Nassim Taleb popularized the Lindy Effect: the longer something has survived, the longer it will probably continue to survive. A book that has been in print for a hundred years will probably remain in print for another hundred.

A law firm that has served businesses for two decades has already seen your problem. Has seen it in dozens of variations. Has seen solutions that worked and those that made things worse.

You are not paying for a lawyer’s hours. You are paying for accumulated experience — for the mistakes others made so you wouldn’t have to.

The Asymmetry of Stakes

In every legal dispute, a fundamental asymmetry exists: for you, it is existential; for the firm representing your adversary, it is one case among many. They work nine to five. You don’t sleep.

Ongoing legal services reverse this asymmetry. Your lawyer knows the company, knows the history, knows the context. They don’t need two weeks to get up to speed. They react immediately because they’re not starting from zero.

This is structural advantage — the kind Sun Tzu valued most.

What You’re Actually Buying

You’re buying access. The ability to pick up the phone before you sign. Before you decide. Before you say something that cannot be unsaid.

You’re buying continuity. A lawyer who remembers previous matters, knows your counterparties, understands your industry’s specifics.

You’re buying time. Your own — because you don’t have to search for help when the problem is already ablaze. And response time — because legal matters have deadlines that do not wait.

You’re buying a signal. To counterparties who treat a company with visible legal backing differently. To regulators who know that a professional filing will receive a professional response.
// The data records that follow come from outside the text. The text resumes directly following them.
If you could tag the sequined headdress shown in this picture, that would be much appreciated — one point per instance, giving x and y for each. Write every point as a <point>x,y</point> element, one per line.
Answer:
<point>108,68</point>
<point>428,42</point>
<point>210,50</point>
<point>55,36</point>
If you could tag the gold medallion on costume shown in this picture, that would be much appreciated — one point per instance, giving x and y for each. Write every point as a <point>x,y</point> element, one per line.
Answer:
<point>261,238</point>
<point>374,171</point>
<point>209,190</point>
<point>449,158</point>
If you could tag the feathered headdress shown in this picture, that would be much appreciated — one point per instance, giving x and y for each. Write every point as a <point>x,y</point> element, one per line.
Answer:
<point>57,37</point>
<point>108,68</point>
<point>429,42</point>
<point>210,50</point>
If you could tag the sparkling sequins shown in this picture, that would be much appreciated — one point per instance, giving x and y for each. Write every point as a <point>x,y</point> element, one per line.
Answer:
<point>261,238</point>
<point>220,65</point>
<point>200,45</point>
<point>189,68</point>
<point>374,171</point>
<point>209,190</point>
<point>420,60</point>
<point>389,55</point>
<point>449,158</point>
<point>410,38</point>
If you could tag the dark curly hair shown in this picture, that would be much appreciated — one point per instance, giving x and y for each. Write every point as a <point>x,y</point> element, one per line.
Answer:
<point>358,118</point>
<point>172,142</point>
Above all, you’re buying optionality. The right to access help when you need it — without negotiating terms in the middle of a crisis.

Three Models, One Logic

Monthly retainer — a fixed sum, a defined scope. Predictability on both sides. For companies that know how much law they need.

Hours package — flexibility within a budget. You pay for a pool, you draw as needed. Unused hours roll over or expire — depending on the agreement.
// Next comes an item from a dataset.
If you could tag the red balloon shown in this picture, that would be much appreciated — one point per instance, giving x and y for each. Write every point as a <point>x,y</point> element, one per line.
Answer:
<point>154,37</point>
Hybrid — retainer for routine matters, hourly rate for special projects. Transactions, disputes, proceedings — things that exceed the ordinary.

Each model answers a different question. Retainer: what will this cost? Hours package: how much will I actually use? Hybrid: how do I combine predictability with flexibility?

What We Do

We review contracts — before you sign, not after.

We negotiate terms — as a shield between you and the other side.

We monitor the law — changes, interpretations, rulings that may affect you.

We represent in proceedings — administrative, judicial, before regulators.

We structure transactions — so that taxes are legal and optimal.

We vet counterparties — because trust is good, but due diligence is better.

We create documentation — bylaws, procedures, policies, everything the law and common sense require.

We answer questions — the urgent ones and those that seem trivial but aren’t.